Он упал на тюфяк рядом с ней. Трава стала гуще. Она внимательно наблюдала за ним, теребя пальцами паховые волосы. Что-то упало со стропил ей на живот. Это были резные серьги из кремовой кости и красного коралла. Старинные туземные украшения.
— Спасибо!
— Но я же ничего…
— Это мне дом подарил, потому что ты думаешь о приятном. Они очень красивые. — Она поцеловала его в лоб. — Почти такие же красивые, как и ты. Мой Завьер.
Он застонал. Он мог бы нанести ей увечья, куснуть ее слишком сильно, не в силах больше терпеть.

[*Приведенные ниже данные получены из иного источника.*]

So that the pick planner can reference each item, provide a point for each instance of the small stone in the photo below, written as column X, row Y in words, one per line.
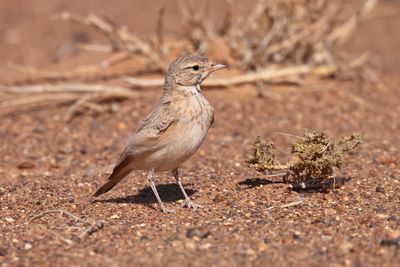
column 190, row 245
column 218, row 198
column 27, row 246
column 380, row 189
column 205, row 246
column 3, row 251
column 25, row 165
column 200, row 232
column 121, row 126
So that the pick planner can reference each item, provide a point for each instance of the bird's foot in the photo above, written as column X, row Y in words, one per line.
column 165, row 210
column 191, row 205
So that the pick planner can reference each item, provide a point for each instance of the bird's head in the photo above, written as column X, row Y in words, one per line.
column 190, row 70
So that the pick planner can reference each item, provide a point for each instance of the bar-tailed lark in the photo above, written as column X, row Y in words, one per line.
column 173, row 131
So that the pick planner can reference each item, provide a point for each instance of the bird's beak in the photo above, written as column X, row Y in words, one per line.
column 214, row 67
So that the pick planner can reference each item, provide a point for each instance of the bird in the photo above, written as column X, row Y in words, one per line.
column 173, row 131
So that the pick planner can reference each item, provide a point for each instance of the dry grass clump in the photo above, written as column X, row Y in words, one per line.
column 316, row 157
column 284, row 32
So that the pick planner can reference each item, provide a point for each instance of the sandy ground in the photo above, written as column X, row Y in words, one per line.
column 47, row 164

Она положила руку ему на грудь.
— Ты знаешь, я могу.
— Можешь что?
Ее лицо посерьезнело.
— Взять. Тебя.
Он зарылся лицом в ее плечо. Ему давно пора было избавиться от дурных привычек. Ему давно пора было позабыть о Найе. Ему давно следовало прекратить обсасывать усики мотылька, забившиеся ему под ногти. И ему следовало перестать думать об Анис. Он стал поглаживать пальцами живот Дез’ре, чтобы отвлечься от своих мыслей.
Ему пришло в голову, что он рассовывал женщин по карманам, чтобы было легче их оттуда извлечь.
От эрекции у него заболели бедра, от напряжения заломило затылок. Ему захотелось потереться о Дез’ре, но она, дразня, отодвинулась и одновременно стащила с него рубаху, с удовольствием оглядывая его живот, руки и кожу.
Он стянул штаны. Это было все равно что съесть мотылька. Раз начав, невозможно остановиться. Интересно, она еще употребляла мотыльков? Он понятия не имел.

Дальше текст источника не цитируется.